If you reside in New York or wish to run a business in New York , it may be convenient to incorporate a business in New York. But before you do so, you should know a major disadvantage of incorporating a business in New York.
Business owners tend to desire the protection that incorporation gives to its shareholders’ personal assets. But you should know of a significant exception to that rule in New York. Under N.Y. Business Corporation Law § 630, the ten largest shareholders in any non-public company can be held liable for wage claims made by corporate employees. This includes salaries, overtime, vacation, holiday, severance pay and a whole host of other types of pay.
To compound matters, liability under this law is “joint and several,” meaning that a claimant can enforce a judgment against just one of the ten largest shareholders, who would then have to seek contributions from his or her fellow business owners – which can lead to all kinds of strife within a corporation.

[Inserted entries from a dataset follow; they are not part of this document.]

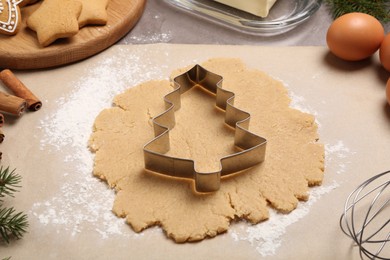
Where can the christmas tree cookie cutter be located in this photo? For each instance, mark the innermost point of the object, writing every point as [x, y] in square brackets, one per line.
[251, 146]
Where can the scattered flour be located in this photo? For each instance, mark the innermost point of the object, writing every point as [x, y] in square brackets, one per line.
[84, 199]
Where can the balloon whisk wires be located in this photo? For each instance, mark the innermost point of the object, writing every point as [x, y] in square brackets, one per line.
[366, 217]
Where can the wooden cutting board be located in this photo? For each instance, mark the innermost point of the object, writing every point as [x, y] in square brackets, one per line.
[23, 51]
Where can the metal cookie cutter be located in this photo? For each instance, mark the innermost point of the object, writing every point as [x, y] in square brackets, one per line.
[251, 146]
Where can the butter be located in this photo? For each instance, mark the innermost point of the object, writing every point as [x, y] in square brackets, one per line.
[256, 7]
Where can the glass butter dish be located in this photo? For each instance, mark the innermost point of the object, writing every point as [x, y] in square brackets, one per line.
[283, 16]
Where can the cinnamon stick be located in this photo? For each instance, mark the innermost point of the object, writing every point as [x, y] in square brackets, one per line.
[19, 89]
[1, 136]
[1, 120]
[12, 104]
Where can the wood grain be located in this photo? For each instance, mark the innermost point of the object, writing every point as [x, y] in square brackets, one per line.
[23, 51]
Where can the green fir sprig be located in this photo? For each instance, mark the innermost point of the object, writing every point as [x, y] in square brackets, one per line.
[9, 181]
[12, 224]
[377, 8]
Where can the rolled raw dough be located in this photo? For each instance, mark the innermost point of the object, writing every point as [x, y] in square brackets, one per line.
[294, 158]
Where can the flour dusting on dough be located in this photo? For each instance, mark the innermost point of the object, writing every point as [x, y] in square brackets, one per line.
[293, 162]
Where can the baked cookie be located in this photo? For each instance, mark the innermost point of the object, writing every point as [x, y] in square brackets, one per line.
[10, 18]
[55, 19]
[93, 12]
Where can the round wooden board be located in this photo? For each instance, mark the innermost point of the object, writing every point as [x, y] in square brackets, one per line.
[23, 51]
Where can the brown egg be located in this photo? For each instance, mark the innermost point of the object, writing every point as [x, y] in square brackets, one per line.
[355, 36]
[388, 91]
[384, 53]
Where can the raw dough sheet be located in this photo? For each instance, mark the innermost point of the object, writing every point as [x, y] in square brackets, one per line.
[67, 205]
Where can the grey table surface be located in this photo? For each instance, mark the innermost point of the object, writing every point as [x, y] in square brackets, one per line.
[163, 23]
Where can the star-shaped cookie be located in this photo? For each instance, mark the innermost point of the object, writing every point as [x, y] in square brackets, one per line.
[93, 12]
[10, 17]
[55, 19]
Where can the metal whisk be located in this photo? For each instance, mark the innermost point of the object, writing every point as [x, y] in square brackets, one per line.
[366, 217]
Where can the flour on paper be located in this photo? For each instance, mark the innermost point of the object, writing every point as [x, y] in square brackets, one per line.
[294, 158]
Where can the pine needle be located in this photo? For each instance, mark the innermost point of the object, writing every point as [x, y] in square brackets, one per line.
[380, 9]
[12, 224]
[9, 181]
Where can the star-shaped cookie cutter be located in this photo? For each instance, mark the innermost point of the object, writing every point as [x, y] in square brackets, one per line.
[251, 146]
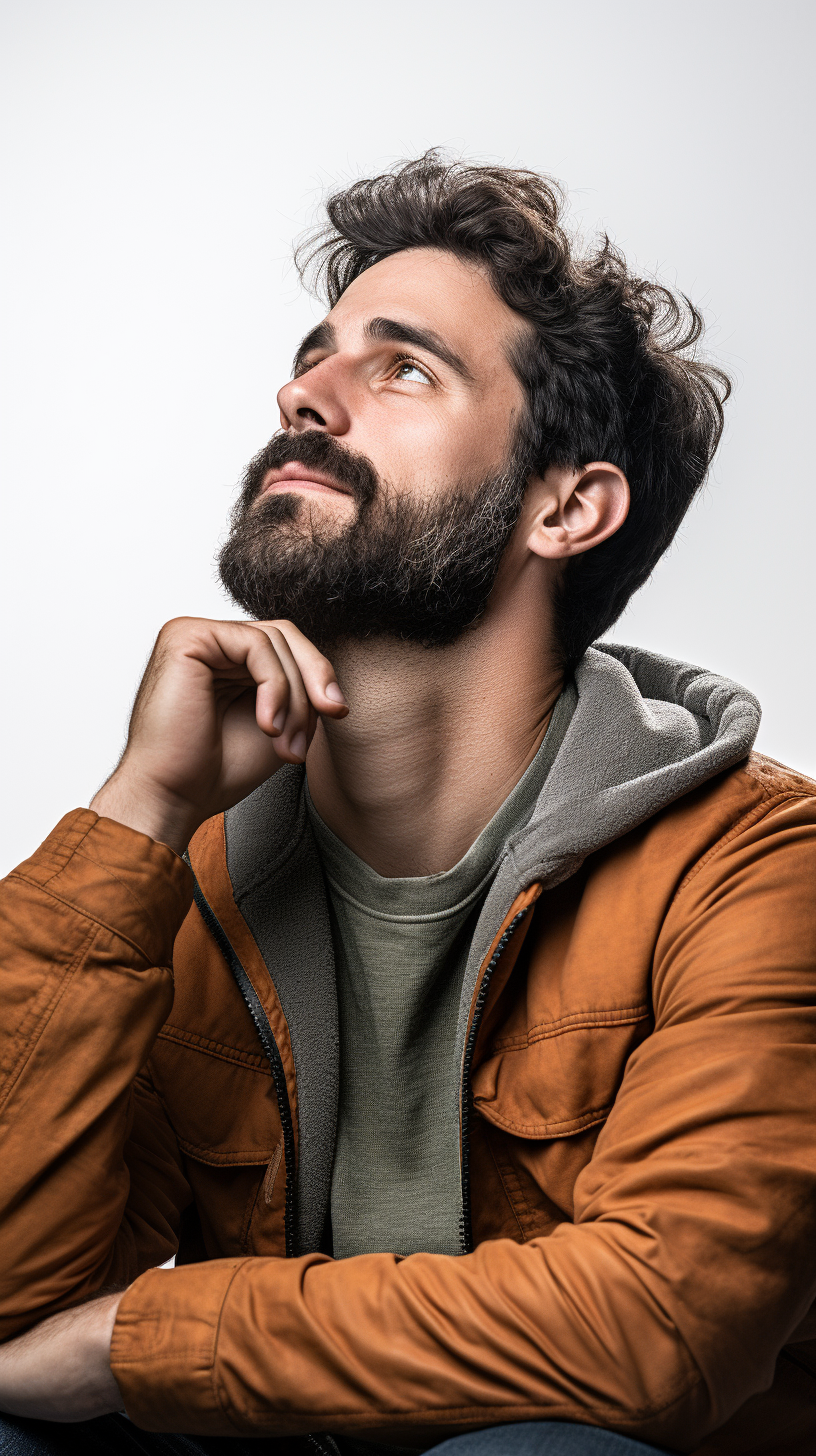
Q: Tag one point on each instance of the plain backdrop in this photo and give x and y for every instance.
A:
(158, 159)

This exception is not without its own limitations. There are legal hurdles for employees, like notice requirements and time limits on acting to invoke this provision. Additionally, in order to recover, the employee must have already obtained a judgment against the corporation itself and the corporation must have failed to pay the judgment.
But there is a way for those doing business in New York to avoid this whole risk.
New York’s Court of Appeals has held that NY BCL § 630 doesn’t apply to corporations incorporated in any other state. This is one of many reasons why businesses located in New York consider incorporating in another state (like Delaware, which many lawyers consider to have the most favorable corporate laws in the nation) and then register to do business in New York as a foreign corporation.